Anatomical Variations of the Circle of Willis and Their Clinical Significance: A Systematic Review
Anatomical Variations of the Circle of Willis and Their Clinical Significance
DOI:
https://doi.org/10.54393/pjhs.v7i6.3889Keywords:
Circle of Willis, Anatomical Variation, Collateral Circulation, Ischemic Stroke, Intracranial Aneurysm, Magnetic Resonance Angiography, Computed Tomography AngiographyAbstract
The Circle of Willis (CoW) is the principal intracranial collateral network connecting the anterior and posterior cerebral circulations. Anatomical variations of the CoW are common and may influence cerebral hemodynamics, collateral capacity, ischemic stroke outcomes, and aneurysm development.
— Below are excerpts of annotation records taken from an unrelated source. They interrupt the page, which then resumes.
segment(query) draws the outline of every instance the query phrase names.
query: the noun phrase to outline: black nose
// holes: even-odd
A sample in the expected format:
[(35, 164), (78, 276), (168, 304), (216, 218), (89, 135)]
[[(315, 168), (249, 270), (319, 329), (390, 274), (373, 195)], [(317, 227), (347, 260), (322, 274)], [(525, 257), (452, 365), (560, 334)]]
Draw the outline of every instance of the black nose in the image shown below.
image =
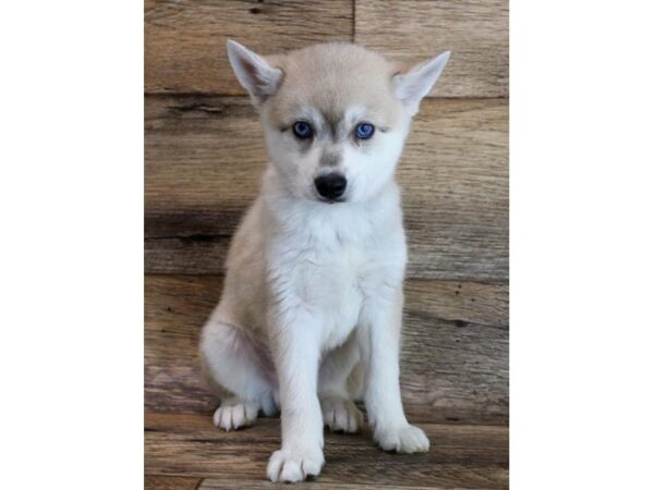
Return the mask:
[(318, 194), (327, 199), (336, 199), (343, 195), (348, 181), (340, 173), (320, 175), (314, 181)]

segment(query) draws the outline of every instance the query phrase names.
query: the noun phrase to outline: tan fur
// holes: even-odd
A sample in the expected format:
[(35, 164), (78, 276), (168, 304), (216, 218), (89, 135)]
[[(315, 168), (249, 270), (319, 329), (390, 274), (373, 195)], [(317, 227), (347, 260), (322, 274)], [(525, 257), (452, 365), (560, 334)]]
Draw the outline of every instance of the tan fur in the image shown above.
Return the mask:
[(283, 72), (281, 87), (270, 101), (270, 122), (289, 125), (292, 114), (305, 106), (335, 118), (362, 106), (377, 126), (395, 127), (401, 121), (402, 107), (391, 84), (399, 66), (374, 51), (330, 42), (267, 60)]

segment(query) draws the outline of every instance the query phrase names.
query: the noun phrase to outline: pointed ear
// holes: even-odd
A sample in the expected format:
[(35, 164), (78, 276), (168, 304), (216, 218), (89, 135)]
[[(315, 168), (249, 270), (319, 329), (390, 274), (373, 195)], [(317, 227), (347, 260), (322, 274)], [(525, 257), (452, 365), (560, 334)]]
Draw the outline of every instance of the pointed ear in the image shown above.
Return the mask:
[(392, 77), (395, 95), (407, 107), (411, 115), (417, 112), (420, 101), (429, 93), (443, 73), (449, 56), (450, 51), (446, 51)]
[(227, 41), (227, 56), (239, 82), (255, 102), (263, 102), (275, 95), (283, 72), (270, 64), (257, 53), (231, 39)]

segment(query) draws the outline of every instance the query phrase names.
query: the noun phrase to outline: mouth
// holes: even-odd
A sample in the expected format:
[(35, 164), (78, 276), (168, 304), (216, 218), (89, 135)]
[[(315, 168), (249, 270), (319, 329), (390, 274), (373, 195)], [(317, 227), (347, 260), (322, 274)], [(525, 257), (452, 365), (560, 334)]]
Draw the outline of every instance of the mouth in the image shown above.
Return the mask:
[(344, 197), (338, 197), (338, 198), (335, 198), (335, 199), (329, 199), (327, 197), (322, 197), (322, 196), (318, 196), (316, 198), (316, 200), (318, 203), (324, 203), (324, 204), (329, 204), (329, 205), (339, 204), (339, 203), (346, 203), (347, 201), (347, 199)]

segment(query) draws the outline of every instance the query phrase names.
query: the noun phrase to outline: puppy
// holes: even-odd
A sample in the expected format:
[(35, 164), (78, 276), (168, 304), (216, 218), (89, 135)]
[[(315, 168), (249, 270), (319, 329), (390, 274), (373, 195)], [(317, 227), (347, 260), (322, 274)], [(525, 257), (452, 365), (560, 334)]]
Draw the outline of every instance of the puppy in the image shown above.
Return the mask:
[(228, 41), (264, 127), (262, 192), (237, 231), (201, 359), (214, 424), (281, 411), (268, 478), (325, 463), (323, 427), (355, 432), (363, 400), (385, 451), (425, 452), (399, 384), (407, 243), (393, 173), (412, 117), (449, 52), (409, 70), (351, 44), (261, 57)]

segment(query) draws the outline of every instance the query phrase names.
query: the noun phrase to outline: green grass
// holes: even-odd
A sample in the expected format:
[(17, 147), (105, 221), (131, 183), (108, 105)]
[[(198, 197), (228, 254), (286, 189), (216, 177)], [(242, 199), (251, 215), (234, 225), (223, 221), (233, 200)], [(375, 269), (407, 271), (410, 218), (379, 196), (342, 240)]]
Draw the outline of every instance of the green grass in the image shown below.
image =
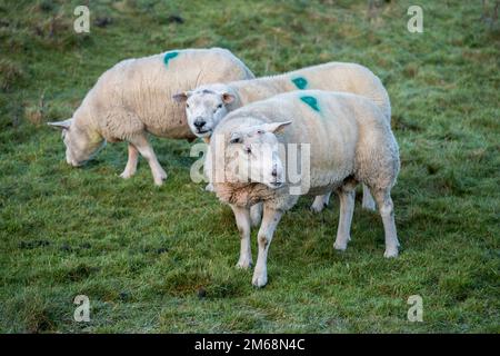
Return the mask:
[[(371, 21), (366, 1), (92, 1), (89, 34), (72, 31), (71, 2), (0, 1), (1, 332), (500, 332), (500, 31), (479, 1), (419, 1), (422, 34), (407, 31), (412, 1), (380, 1)], [(43, 122), (71, 116), (107, 68), (210, 46), (257, 75), (338, 60), (382, 78), (401, 148), (398, 259), (382, 257), (381, 220), (359, 197), (343, 254), (338, 202), (313, 215), (302, 198), (254, 289), (234, 268), (230, 209), (189, 178), (188, 142), (153, 139), (161, 188), (143, 161), (118, 177), (123, 144), (64, 162)], [(72, 318), (80, 294), (88, 324)], [(423, 323), (407, 320), (411, 295)]]

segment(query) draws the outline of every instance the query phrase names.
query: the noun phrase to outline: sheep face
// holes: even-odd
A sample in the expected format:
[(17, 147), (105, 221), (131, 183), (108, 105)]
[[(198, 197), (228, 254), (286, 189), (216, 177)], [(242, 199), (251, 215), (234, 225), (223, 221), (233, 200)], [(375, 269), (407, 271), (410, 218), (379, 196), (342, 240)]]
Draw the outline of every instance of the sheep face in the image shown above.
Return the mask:
[(289, 123), (262, 123), (231, 132), (228, 145), (230, 175), (238, 181), (260, 182), (271, 189), (282, 187), (286, 170), (274, 132)]
[(92, 138), (86, 131), (72, 125), (73, 119), (49, 122), (62, 130), (62, 141), (66, 146), (66, 161), (73, 167), (82, 166), (104, 145), (101, 138)]
[(228, 115), (228, 105), (234, 96), (218, 86), (176, 95), (177, 101), (186, 101), (186, 115), (191, 131), (198, 137), (210, 137), (220, 120)]

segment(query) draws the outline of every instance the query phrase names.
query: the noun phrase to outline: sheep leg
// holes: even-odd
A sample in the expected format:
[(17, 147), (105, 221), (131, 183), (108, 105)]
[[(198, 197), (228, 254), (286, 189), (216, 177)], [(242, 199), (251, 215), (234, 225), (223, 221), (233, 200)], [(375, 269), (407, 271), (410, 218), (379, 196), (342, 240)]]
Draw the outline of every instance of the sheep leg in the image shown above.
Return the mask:
[(157, 186), (161, 186), (163, 184), (163, 180), (167, 179), (167, 172), (163, 170), (163, 168), (161, 168), (160, 162), (157, 159), (157, 155), (154, 155), (151, 145), (148, 142), (148, 139), (143, 135), (139, 135), (132, 138), (130, 140), (130, 144), (136, 146), (141, 156), (144, 157), (148, 161), (153, 175), (154, 184)]
[(383, 229), (386, 233), (386, 251), (383, 257), (398, 257), (398, 235), (394, 224), (394, 205), (389, 189), (376, 190), (374, 198), (382, 217)]
[(237, 221), (238, 231), (240, 231), (241, 246), (240, 259), (237, 267), (247, 269), (252, 265), (252, 249), (250, 246), (250, 210), (236, 205), (231, 205), (234, 219)]
[(120, 177), (123, 179), (132, 177), (137, 171), (138, 161), (139, 161), (139, 151), (132, 144), (129, 144), (129, 160), (127, 161), (126, 169), (120, 175)]
[(354, 211), (356, 190), (353, 187), (343, 186), (337, 189), (337, 194), (339, 195), (340, 200), (340, 217), (333, 248), (343, 251), (351, 239), (351, 222), (352, 214)]
[(331, 191), (322, 196), (316, 196), (314, 201), (311, 205), (311, 210), (314, 212), (320, 212), (323, 210), (330, 202), (330, 196)]
[(257, 257), (256, 269), (253, 270), (252, 284), (256, 287), (263, 287), (268, 283), (268, 251), (271, 245), (276, 227), (283, 215), (282, 211), (264, 206), (262, 225), (257, 236), (259, 244), (259, 255)]
[(250, 219), (252, 222), (252, 227), (258, 226), (260, 224), (261, 218), (262, 218), (262, 202), (252, 205), (250, 208)]
[(376, 202), (373, 200), (373, 197), (370, 194), (370, 189), (363, 185), (363, 202), (362, 202), (363, 209), (367, 210), (376, 210)]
However, contemporary imaging-based evidence regarding their clinical significance has not been systematically synthesized. Objectives:
To systematically review recent human imaging studies (2020–2025) evaluating anatomical variations of the Circle of Willis and their reported clinical associations. Methods: A systematic search of PubMed, Scopus, and the Cochrane Library was conducted following PRISMA 2020 guidelines. Original human studies assessing CoW anatomy using computed tomography angiography (CTA), magnetic resonance angiography (MRA), or conventional angiography were included. Data extracted included study design, population characteristics, imaging modality, prevalence of major variants, and clinical associations. Risk of bias was assessed using a qualitative domain-based approach. Due to methodological heterogeneity, findings were synthesized narratively. Results: Eighteen imaging-based studies were included. Incomplete CoW configurations and posterior communicating artery hypoplasia/aplasia were the most frequently reported variants, with incomplete configurations reported in 30–70% of participants. Several studies demonstrated associations between incomplete configurations and poorer ischemic stroke outcomes, vulnerable intracranial plaque features, and increased odds of intracranial aneurysm. Fetal-type posterior cerebral artery and A1 segment asymmetry were linked to distinct hemorrhagic and aneurysmal patterns. Conclusions: Anatomical variations of the Circle of Willis are highly prevalent and clinically relevant. Standardized reporting of CoW configuration may enhance cerebrovascular risk stratification and inform neurovascular decision-making.